Spurius Lartius Rufus
Spurius Lartius, met als cognomen Rufus of Flavus, was een van de belangrijkste mannen van de begintijd van de Romeinse Republiek, waar hij tweemaal consul was in 506 en 490 v.Chr.
Carrière
Spurius Lartius begon zijn carrière in 508 v.Chr. als tribunus militum, toen hij zijn faam verwierf als een van de verdedigers van de Pons Sublicius tegen het vijandige leger van de Etruskische koning Lars Porsenna en de voormalige koning van Rome, Lucius Tarquinius Superbus.[1] Hij werd samen met zijn collega Titus Herminius Aquilinus als gezant uitgestuurd om graan te gaan halen om de door de belegering van Porsenna ontstane hongersnood in Rome te ledigen.[2]
Hij werd in 506 v.Chr. voor de eerste keer verkozen tot consul, samen met Titus Herminius Aquilinus, een van zijn medestrijders in de strijd om de brug.[3]
In 505 v.Chr. diende hij onder consul Publius Postumius Tubertus als legatus in de strijd tegen de Sabijnen.[4] Hij (of mogelijk zijn broer Titus Lartius Flavus) diende in 504 v.Chr. onder consul Publius Valerius Poplicola als legatus.[5]
In 490 v.Chr. werd hij voor de tweede keer verkozen tot consul, ditmaal samen met Quintus Sulpicius Camerinus Cornutus.[6]
In 488 v.Chr. maakte hij deel uit van een gezantschap van ex-consuls dat door de senaat was uitgezonden naar Gaius Marcius Coriolanus.[7] En het jaar daarop (487 v.Chr.) werd hij als praefectus urbi aangesteld met de opdracht de stad en haar omgeving te beschermen tegen de dreiging van de Hernici en Latijnen.[8]

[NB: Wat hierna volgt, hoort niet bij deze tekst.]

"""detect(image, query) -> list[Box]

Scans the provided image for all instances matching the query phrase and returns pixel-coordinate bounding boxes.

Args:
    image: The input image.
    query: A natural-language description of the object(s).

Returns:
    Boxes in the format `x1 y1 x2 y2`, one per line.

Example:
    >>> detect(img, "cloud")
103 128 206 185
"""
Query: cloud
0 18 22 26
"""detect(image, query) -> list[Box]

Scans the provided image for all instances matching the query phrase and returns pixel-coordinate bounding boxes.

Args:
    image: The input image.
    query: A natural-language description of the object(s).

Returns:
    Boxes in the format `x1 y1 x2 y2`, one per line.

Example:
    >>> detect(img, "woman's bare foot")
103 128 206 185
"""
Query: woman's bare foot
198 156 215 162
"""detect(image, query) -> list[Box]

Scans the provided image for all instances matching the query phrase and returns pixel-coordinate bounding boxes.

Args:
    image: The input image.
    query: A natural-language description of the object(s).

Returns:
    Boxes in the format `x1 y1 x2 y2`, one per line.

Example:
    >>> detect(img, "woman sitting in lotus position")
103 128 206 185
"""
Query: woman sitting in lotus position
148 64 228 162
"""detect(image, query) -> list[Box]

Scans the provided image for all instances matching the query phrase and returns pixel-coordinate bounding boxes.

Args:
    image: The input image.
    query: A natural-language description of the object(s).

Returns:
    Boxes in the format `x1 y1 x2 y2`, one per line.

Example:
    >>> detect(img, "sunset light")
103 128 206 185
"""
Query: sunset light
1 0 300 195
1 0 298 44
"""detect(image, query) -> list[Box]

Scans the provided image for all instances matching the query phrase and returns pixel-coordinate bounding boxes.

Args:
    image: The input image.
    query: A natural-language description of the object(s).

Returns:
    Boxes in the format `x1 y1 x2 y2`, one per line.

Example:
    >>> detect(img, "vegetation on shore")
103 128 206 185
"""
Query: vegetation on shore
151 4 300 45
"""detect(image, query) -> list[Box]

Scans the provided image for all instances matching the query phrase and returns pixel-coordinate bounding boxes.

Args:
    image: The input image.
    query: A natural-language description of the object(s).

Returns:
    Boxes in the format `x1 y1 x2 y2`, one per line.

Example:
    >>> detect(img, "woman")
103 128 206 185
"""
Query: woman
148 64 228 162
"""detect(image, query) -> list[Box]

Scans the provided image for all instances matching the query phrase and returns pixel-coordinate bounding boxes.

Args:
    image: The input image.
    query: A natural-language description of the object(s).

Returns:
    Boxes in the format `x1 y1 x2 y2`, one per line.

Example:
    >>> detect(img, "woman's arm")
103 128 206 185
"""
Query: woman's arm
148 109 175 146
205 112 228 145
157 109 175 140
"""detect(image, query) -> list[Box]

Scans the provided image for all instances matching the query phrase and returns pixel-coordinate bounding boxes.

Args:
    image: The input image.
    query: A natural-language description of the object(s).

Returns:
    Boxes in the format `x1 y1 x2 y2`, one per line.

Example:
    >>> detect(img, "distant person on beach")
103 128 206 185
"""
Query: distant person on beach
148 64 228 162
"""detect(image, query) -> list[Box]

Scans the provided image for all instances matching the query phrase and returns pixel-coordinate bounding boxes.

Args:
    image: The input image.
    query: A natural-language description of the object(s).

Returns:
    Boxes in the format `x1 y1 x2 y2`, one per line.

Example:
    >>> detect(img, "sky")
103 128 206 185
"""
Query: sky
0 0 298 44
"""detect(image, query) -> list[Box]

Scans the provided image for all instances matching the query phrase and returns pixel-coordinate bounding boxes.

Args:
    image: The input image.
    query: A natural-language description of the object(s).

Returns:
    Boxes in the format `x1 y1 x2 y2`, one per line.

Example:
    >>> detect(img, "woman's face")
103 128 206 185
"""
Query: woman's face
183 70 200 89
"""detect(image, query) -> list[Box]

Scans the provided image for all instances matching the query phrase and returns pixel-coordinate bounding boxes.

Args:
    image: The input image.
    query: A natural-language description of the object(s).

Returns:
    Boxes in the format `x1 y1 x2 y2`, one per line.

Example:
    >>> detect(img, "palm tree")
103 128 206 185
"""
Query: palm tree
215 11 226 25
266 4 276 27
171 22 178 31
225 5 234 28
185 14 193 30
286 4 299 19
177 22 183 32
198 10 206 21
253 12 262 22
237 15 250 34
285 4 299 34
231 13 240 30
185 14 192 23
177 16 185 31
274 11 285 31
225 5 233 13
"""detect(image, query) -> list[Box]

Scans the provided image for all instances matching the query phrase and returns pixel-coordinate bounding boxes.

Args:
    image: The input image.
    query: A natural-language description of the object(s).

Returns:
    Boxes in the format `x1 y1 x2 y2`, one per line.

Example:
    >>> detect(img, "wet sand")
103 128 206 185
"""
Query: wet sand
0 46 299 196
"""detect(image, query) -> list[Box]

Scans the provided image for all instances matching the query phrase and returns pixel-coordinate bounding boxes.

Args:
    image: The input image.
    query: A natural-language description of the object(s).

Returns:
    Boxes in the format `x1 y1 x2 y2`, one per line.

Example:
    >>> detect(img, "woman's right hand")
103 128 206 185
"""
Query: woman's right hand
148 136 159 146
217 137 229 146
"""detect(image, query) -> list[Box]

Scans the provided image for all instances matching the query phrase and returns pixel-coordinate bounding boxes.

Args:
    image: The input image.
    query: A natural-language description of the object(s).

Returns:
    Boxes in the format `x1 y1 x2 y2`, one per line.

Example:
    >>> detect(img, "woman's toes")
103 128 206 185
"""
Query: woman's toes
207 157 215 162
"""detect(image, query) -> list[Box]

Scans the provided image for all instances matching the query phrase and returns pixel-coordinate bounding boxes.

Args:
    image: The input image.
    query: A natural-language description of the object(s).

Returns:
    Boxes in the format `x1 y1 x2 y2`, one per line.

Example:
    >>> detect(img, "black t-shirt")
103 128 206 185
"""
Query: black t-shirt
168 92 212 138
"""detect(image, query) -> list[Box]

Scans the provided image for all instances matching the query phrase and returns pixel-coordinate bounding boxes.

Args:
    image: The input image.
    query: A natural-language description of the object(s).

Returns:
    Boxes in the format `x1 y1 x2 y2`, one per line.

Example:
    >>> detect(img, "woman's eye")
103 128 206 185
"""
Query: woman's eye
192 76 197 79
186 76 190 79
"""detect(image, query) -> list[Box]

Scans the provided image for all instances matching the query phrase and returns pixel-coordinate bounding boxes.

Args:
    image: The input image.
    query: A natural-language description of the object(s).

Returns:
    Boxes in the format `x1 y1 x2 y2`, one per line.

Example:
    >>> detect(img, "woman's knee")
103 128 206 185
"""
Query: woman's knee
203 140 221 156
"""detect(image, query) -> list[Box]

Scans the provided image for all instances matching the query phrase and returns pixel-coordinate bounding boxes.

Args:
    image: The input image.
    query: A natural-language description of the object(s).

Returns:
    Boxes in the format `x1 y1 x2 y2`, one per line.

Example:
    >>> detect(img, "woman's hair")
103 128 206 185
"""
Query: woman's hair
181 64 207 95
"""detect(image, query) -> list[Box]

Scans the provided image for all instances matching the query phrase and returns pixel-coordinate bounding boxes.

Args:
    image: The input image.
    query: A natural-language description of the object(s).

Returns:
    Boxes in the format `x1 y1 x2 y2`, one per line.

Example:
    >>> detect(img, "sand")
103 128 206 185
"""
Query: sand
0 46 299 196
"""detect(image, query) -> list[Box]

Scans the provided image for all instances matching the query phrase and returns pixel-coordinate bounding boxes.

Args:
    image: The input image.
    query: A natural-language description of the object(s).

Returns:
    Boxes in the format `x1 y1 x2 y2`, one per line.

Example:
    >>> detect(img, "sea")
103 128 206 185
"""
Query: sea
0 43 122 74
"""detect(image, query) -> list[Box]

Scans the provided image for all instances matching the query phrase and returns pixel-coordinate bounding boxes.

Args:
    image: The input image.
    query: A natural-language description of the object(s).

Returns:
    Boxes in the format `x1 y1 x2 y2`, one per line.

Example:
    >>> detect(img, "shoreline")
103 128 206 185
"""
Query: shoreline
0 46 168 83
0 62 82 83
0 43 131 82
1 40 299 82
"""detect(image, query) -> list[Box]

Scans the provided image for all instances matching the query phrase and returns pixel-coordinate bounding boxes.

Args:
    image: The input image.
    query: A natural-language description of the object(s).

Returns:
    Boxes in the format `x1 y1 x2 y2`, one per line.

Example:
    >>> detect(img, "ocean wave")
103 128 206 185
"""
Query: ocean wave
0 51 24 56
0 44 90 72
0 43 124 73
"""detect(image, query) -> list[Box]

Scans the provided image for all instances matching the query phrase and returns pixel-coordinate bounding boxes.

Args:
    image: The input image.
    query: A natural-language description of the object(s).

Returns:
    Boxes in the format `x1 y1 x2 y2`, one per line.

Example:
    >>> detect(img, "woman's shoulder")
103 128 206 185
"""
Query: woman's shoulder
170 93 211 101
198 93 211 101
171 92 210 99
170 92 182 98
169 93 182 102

In 480 v.Chr. werd hij kortstondig nog interrex om de consulverkiezingen te organiseren.[9] In datzelfde jaar benadrukte hij het belang om de nabijgelegen Etruskische stad Veii te veroveren.[10]
Ook de broer van Spurius Lartius, Titus Lartius Flavus was een belangrijke politicus in de begintijd van de Republiek. Hij was tweemaal consul in 501 en 498 v.Chr. en was bovendien de eerste dictator.
Noten
- ↑ Dionysius van Halicarnassus, Antiquitates Romanae V 22.5 Σπόριος Λάρκιος καὶ Τῖτος Ἑρμίνιος, 23.2-24.1, Plutarchus, Publicola 16.4, Livius, Ab Urbe condita II 10.6-7, 11.7-10.
- ↑ Dionysius van Halicarnassus, Antiquitates Romanae V 26.3-5 (Λάρκιός τε καὶ Ἑρμίνιος).
- ↑ Livius, Ab Urbe condita II 15.1 (Sp. Larcius inde et T. Herminius), Dionysius van Halicarnassus, Antiquitates Romanae V 36.1 (Σπόριος Λάρκιος καὶ Τῖτος Ἑρμίνιος), Cassiodorus, Chronica (Spurius Largus et Titus Herannius), vgl. Chronograaf van 354 (Rufo et Aquilino).
- ↑ Dionysius van Halicarnassus, Antiquitates Romanae V 39.2 (Σπόριον Λάρκιον).
- ↑ Dionysius van Halicarnassus, Antiquitates Romanae V 41.5 (Λάρκιον).
- ↑ Dionysius van Halicarnassus, Antiquitates Romanae VII 68.1 (Κόιντος Σουλπίκιος Καμερῖνος καὶ Σέργιος Λάρκιος Φλαύιος τὸ δεύτερον.), Chronograaf van 354 (Cornuto et Labo II), Hydatius, Fasti (Camerino et F[l]abio), Chronicon Paschale (Καμερίνου καὶ Φαύου), Fasti Capitolini, A. Degrassi, Fasti Consulares et Triumphales, in Inscriptiones Italiae XIII.1, Rome, 1947, pp. 88, 354f.
- ↑ Dionysius van Halicarnassus, Antiquitates Romanae VIII 22.4-5 (Σπόριος Λάρκιος).
- ↑ Dionysius van Halicarnassus, Antiquitates Romanae VIII 64.3 (Σπόριον Λάρκιον).
- ↑ Dionysius van Halicarnassus, Antiquitates Romanae VIII 90.5 (Σπόριον Λάρκιον).
- ↑ Dionysius van Halicarnassus, Antiquitates Romanae VIII 91.4 Σπορίου Λαρκίου.
Referentie
- T.R.S. Broughton, The Magistrates of the Roman Republic, I, New York, 1951, pp. 5, 6-7 (n. 1), 7, 8, 18, 19, 20, 23.